That Thing Between Eli and Gwen(94)
Again, silence.
It was killing me. She wasn’t the silent type; she was a rambler and I liked that about her, so I guessed it was up to me.
“What are you afraid of?” I asked as I drank.
“You can’t be serious,” she replied, still not drinking, just staring at the glass.
“But I am. I want to hear it. Everything going through your mind. Even the things you think I’ll judge you for thinking. The one thing I love about us, Guinevere, is that we talk, we laugh, we tease each other, we laugh more, and we drink. Before being my girlfriend, you were my friend; I love that.”
She drank, not a little bit, but her whole damn glass, the wine even slipping out the corner of her mouth. When she was done, she inhaled deeply and wiped her mouth.
“We’re going to hate each other,” she confessed as I refilled her glass. “Not in the beginning. We’ll try to be understanding, but eventually I’m going to get jealous. I’m going to see you and your daughter and feel like the odd man out. Which is horrible, Eli. She’s your kid. I’ll know that, but I’ll still be hurt. You’ll feel guilty and then annoyed because I’m not going to be happy or I’ll start avoiding you because of it. Slowly we will wear each other down until…until we’re fighting all the time, fighting because we love each other and don’t want to let go, but realistically know we should. I can see it so clearly, me not seeing you because of work and then when I do you have to be with your daughter. Besides, I still have things I want to do with my career too… I’m selfish, Eli. I don’t like that I am, but I don’t want to share you with Hannah or your daughter or anyone. I feel like they are standing between us, like they are the thing between us… I want to spend some time getting to know you and being with you. Those are the things I’m thinking about.”
I finished my first glass and started to refill, my mind racing to the point that I was starting to get a headache.
“In your books, how would the hero and heroine work this out?” I questioned.
Her mood lightened up and she even giggled. “The heroine would have gotten on the plane and we’d have to wait for book two to see them struggle to fix everything later.”
I had missed hearing her sound cheerful. “Who do you think would play me in the book to movie version if there was one?”
“Tom Hiddleston,” she said without even a moment of hesitation.
“We look nothing alike Guinevere.”
“I know!” She grinned, reaching for the bottle. “But he’s hot and I’d happily play myself, thank you very much.”

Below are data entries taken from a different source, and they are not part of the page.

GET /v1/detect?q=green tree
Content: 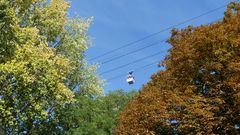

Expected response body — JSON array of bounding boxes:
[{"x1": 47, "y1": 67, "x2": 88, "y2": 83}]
[
  {"x1": 117, "y1": 2, "x2": 240, "y2": 134},
  {"x1": 0, "y1": 0, "x2": 103, "y2": 134},
  {"x1": 62, "y1": 90, "x2": 136, "y2": 135}
]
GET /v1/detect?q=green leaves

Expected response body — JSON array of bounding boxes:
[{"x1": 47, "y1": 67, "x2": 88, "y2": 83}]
[{"x1": 0, "y1": 0, "x2": 103, "y2": 134}]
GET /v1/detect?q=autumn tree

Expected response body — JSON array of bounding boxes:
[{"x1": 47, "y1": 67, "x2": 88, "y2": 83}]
[
  {"x1": 0, "y1": 0, "x2": 102, "y2": 134},
  {"x1": 117, "y1": 2, "x2": 240, "y2": 134}
]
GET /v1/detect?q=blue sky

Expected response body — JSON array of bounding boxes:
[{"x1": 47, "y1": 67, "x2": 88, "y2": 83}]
[{"x1": 69, "y1": 0, "x2": 230, "y2": 92}]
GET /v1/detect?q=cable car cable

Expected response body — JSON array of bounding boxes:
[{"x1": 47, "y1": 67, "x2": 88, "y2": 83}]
[
  {"x1": 89, "y1": 4, "x2": 227, "y2": 61},
  {"x1": 101, "y1": 39, "x2": 167, "y2": 64},
  {"x1": 99, "y1": 50, "x2": 166, "y2": 75}
]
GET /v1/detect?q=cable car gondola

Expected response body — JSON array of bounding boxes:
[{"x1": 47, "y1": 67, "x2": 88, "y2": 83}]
[{"x1": 126, "y1": 71, "x2": 135, "y2": 85}]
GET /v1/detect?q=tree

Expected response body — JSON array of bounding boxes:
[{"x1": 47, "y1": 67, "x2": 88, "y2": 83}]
[
  {"x1": 62, "y1": 90, "x2": 136, "y2": 135},
  {"x1": 0, "y1": 0, "x2": 103, "y2": 134},
  {"x1": 117, "y1": 2, "x2": 240, "y2": 134}
]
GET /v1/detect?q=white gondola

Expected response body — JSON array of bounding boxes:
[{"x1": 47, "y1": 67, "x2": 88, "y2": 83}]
[{"x1": 126, "y1": 71, "x2": 135, "y2": 84}]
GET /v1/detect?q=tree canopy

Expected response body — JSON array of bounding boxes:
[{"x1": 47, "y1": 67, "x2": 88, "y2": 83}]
[
  {"x1": 0, "y1": 0, "x2": 103, "y2": 134},
  {"x1": 116, "y1": 2, "x2": 240, "y2": 135}
]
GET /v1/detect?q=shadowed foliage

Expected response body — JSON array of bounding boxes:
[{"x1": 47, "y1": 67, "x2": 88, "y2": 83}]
[{"x1": 116, "y1": 2, "x2": 240, "y2": 135}]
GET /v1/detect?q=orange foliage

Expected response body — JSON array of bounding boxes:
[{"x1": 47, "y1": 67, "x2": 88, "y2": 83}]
[{"x1": 116, "y1": 2, "x2": 240, "y2": 135}]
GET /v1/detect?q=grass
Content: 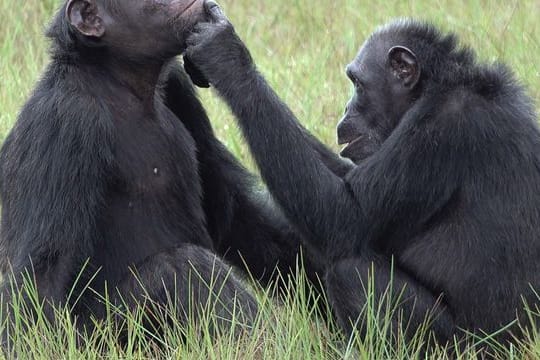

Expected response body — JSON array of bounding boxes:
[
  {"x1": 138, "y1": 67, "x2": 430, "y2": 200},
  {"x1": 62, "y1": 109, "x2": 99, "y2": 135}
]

I rolled my eyes. “Yeah good luck with that.”
“A girl can dream.”
“If you are going to dream about a man fucking you in the shower and on the bed, in your parents’ basement, it needs to me.”
Her eyebrow rose and she looked ready to challenge me. “And if I don’t?”
“The moment I feel you hot and bothered beside me, I’ll happily remind you one thrust at a time.”
Her eyes glazed over and she swallowed slowly before looking away.
Grinning to myself, I kicked her foot on the coffee table. “We aren’t a movie, or one of your romantic book couples. We’re real people who have to deal with real shit day in and day out. Just because you find the love of your life doesn’t mean nothing else comes up. My daughter, Sophia, she’s important me, and I can’t even explain it, but I’m happy she’s alive no matter who her mother is. I love her…but I also love you and I don’t want to choose. I’m selfish like that. I want you both.”
“Eli—”
Reaching over to her, I took her glass and set it on the coffee table next to mine. Opening my arms for her, she hugged me, burying her face into my neck.
“Later you should rebook your flight to India. I don’t want to ever hold you back either. But when you go, remember you’re got a boyfriend waiting at home. We’ll email each other back and forth; who knows? I might even have enough time to visit, when Hannah is with Sophia. We are going to share custody and Hannah knows that is the extent of our relationship. We’re going to work Guinevere, and we aren’t going to hate each other; we’re going to miss each other to the point that nothing else matters.”
“Eli,” she whispered, sitting up between my thighs, her eyes searching mine as I brushed my thumb over her lips.
“I told your father that in ten years I’d still be with you. I meant it.”
When her lips were on mine, I felt my body finally relax. We weren’t running away from each other, but toward one another. Yes, there had been and would be bumps in the road, yes, we’d fight, and yes, I was sure starting a long distance relationship wasn’t going to be nearly as romantic or fulfilling as I’d hoped, but it was something…something that closed the space between us.